In order to continue through the timeline in transfer learning, Sinno Jian Pan and Qiang Yang published a 
survey on the subject in 2009 and thoroughly examined inductive, transductive, and unsupervised transfer 
learning. By applying a co-training framework, Yu Zheng et al. [3] proposed a semi-supervised learning 
approach which consists of two separate classifiers: one is a spatial classifier constructed from an artificial 
neural network, and the other is a temporal classifier developed on a linear-chain Conditional Random 
Field (CRF). Employed auto-encoder as a trained technique to improve the performance of deep recurrent 


neural network with the goal to forecast PM2.5 in Japan. The Levenberg-Marquardt approach was used to 
train artificial neural networks by Asha B. Chelani et al.[4]. to determine the SO2 concentration in three 
cities in Delhi. 


1. Theory-Based Methods 


Two theory-based air quality models which have gained popularity in the industry are the 
community multiscale air quality (CMAQ) modeling system and the comprehensive air quality model 
with extensions (CAMx). Both were developed using the concept of "one atmosphere," which 
includes conversion and interactions among multiple kinds of air contaminants, and replicated scales 
of multipollutants. The majority of airborne allergens continue to be the focus of CMAQ, which also 
analyzes the general level of air quality over a number of locations. Though being generally 
applicable, it has an array of intrinsic problems, including errors caused by manually defined 
parameters and mass conservation being adversely affected by varying meteorological fields[5]. For 
instance, the particular substance for comprehensive air quality model with extensions (PMCAMx) 
predicted significantly higher levels of O3 and PM than CMAQ. Considering the fact that theory- 
based models will perform well given accurate data, their effectiveness is still limited by the models' 
extensive estimation and inherent little errors. In addition, it makes it tricky for them to gather a lot of 
data effectively. 

Ill. Methodology 
1. Long short-term memory 


Long short-term memory is a type of recurrent neural network architecture used in deep learning. 
RNN solely employs feed forward neural networks to operate, whereas LSTM uses feedback 
connections.
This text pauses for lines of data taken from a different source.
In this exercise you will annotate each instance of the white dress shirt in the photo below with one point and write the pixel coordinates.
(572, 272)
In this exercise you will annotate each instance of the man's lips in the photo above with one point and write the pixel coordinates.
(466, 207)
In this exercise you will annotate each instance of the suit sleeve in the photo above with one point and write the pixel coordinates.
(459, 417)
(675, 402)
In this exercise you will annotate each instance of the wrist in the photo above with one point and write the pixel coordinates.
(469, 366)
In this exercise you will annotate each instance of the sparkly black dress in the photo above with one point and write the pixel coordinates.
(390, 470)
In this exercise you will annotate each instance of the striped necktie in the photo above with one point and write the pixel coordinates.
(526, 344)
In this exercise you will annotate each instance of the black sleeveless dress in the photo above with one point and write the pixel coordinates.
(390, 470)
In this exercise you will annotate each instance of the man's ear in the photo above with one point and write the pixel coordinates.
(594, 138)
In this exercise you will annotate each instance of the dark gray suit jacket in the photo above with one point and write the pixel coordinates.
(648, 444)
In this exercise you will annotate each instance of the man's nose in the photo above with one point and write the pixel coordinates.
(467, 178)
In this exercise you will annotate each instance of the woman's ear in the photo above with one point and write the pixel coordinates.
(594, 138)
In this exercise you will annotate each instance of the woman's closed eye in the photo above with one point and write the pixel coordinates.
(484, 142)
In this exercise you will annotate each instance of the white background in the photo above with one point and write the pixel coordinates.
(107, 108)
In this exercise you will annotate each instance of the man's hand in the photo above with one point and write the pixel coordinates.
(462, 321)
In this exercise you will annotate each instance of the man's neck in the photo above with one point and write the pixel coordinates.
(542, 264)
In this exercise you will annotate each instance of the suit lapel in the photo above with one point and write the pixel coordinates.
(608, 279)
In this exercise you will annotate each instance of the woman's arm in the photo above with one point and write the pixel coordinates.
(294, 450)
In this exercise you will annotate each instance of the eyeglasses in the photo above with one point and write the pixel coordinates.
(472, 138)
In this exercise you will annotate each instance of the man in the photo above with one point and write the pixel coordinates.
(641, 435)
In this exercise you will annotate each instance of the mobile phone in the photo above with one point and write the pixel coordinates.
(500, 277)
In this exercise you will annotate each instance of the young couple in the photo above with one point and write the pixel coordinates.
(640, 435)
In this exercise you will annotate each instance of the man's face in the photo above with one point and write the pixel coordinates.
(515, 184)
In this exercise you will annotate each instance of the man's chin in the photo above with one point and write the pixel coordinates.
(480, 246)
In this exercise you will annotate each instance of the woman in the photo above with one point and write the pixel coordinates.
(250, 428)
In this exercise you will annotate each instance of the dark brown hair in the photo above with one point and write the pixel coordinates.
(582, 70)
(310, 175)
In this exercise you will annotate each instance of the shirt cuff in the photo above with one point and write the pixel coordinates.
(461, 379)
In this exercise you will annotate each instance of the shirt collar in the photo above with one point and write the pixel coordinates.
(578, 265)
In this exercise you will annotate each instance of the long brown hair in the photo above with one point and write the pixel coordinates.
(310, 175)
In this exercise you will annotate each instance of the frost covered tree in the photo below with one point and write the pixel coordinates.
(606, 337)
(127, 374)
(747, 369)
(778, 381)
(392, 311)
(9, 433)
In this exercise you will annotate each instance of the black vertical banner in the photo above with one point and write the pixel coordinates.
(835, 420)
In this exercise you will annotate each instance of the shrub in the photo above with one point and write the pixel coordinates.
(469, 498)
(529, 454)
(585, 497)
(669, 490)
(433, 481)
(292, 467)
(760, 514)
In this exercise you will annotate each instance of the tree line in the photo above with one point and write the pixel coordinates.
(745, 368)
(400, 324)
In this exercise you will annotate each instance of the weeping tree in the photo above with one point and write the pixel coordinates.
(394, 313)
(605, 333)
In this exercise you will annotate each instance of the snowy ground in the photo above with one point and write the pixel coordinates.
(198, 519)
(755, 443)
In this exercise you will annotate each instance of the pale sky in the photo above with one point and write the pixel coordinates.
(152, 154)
The LSTM system can process complete data sequences as well as to single data points. 
Due to its capacity to believe time series, this algorithm is frequently used in cases of contamination 
of the water and air. We increase the constant error carrousel CEC provided by the self-connected, 
linear unit j by including novel features in order to build an architecture which enables constant error 
through special, self-connected units without the disadvantages of the naive approach[6]. In order to 
prevent the memory content stored in j from being disrupted by unrelated inputs, a multiplicative 
input gate unit is implemented. The addition of a multiplicative output gate unit similarly shields other 
units from disturbance by stored, currently irrelevant memory contents.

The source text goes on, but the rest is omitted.